# Tamron Zoom Telephoto AF 70-300mm f/4.0-5.6 LD



## dan.rpo (Mar 21, 2009)

Reviews on this lens please. 

I am going to a wedding next month and was requested to take some amateur shots. I only have the stock 18-55 kit lens. (Nikon D40). 

Considering purchasing: 
Tamron Zoom Telephoto AF 70-300mm f/4.0-5.6 LD Macro Autofocus Lens 

Thanks!

COMPARE WITH: 
Nikon 55-200mm DX AF-S Lens
Nikon 70-300mm G Lens 
Nikon 18-200mm DX AF-S VR Lens 

OR any other wide angle-telephoto zoom lenses with a budget of MAX $200.


----------



## dan.rpo (Mar 21, 2009)

bump!


----------



## TheLogan (Mar 21, 2009)

I have the lens, and I really enjoy it, especially for the price. you'll probably want a tripod though, because its really hard to handhold it at 300mm. Here are 2 pictures I took the other day with it.


----------



## photogincollege (Mar 22, 2009)

Do you have a flash of any sort other then the pop-up?  Definitely take the tripod if you have it.  Depending on where the wedding is that lens is going to have a big light problem for candids.  It should be fine for posed shots with a tripod though.  Just one more thing to ask though, why are you comparing it to the 18-200?  That lens is about 700 bucks.


----------



## dan.rpo (Mar 22, 2009)

i do have a tripod, but no iTTL flash. but i will buy one the same time i buy the lens. going to get an equivalent SB600 by Bower i think.  

i only put the 18-200 up there b.c i found it on ebay pretty cheap. like 200 or something like that. 

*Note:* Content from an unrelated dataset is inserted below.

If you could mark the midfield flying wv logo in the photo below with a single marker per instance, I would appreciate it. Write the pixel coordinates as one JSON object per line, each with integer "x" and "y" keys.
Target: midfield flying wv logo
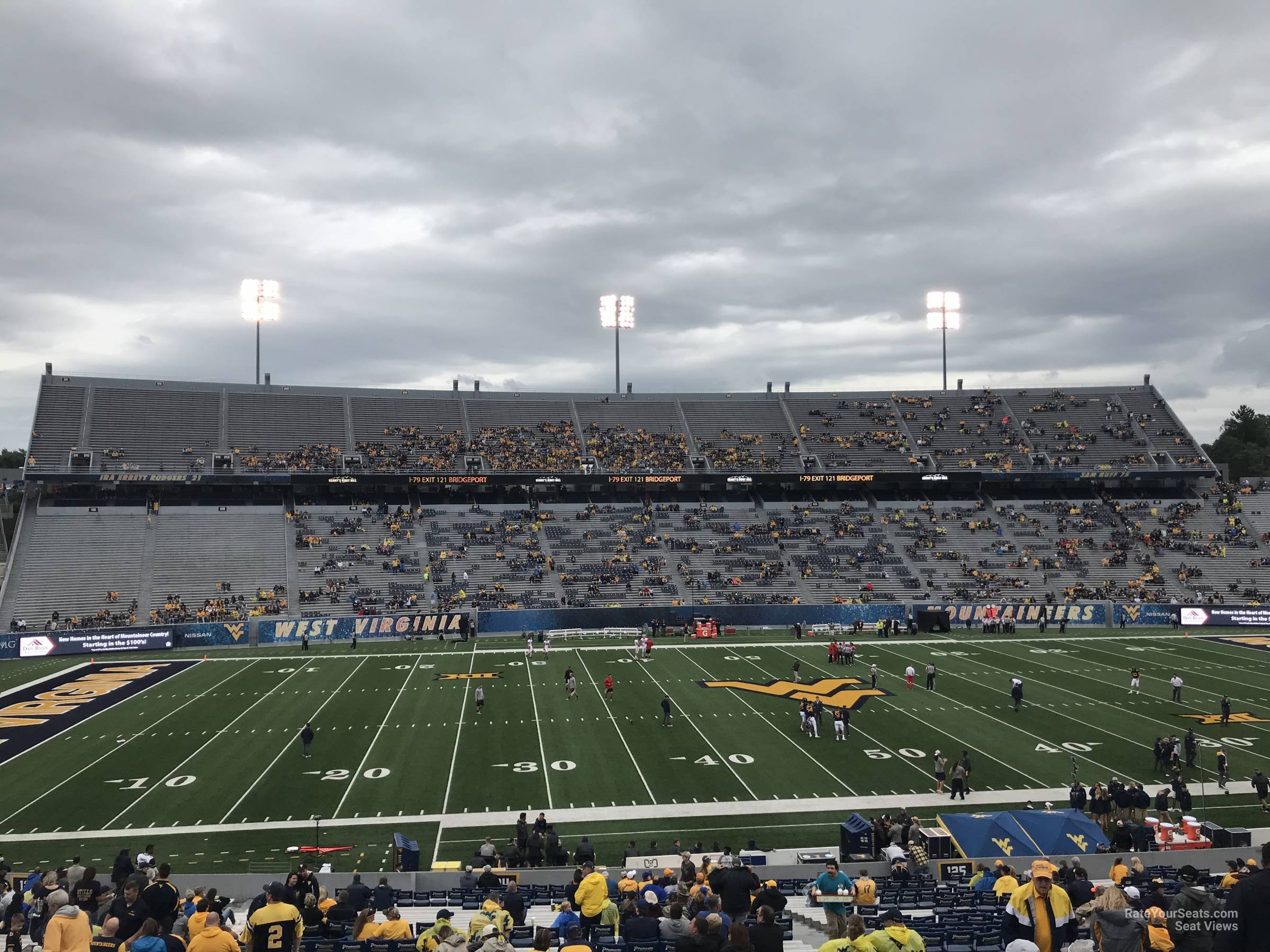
{"x": 1242, "y": 718}
{"x": 839, "y": 692}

will the 70-300 only have a big light problem for candids if i use the pop up flash? if i buy the dedicated flash and use the 70-300, will i be fine for the wedding?


----------



## photogincollege (Mar 23, 2009)

Even with the pop up, as long as you turn it down (not sure if you can with that model camera) it should be ok.  And with a dedicated flash yes you should be fine.  You can bounce it so it doesnt look like your using flash.  There are tons of things you can do to make it work.


----------



## dan.rpo (Mar 23, 2009)

thanks....so now, i guess im between the tamron 70-300 and the nikon 55-200 VR. 

which would you choose?


----------



## photogincollege (Mar 23, 2009)

55-200 vr is probably what I would go with.  I dont have experience with it, but people say its a pretty good lens, especially for the money.


----------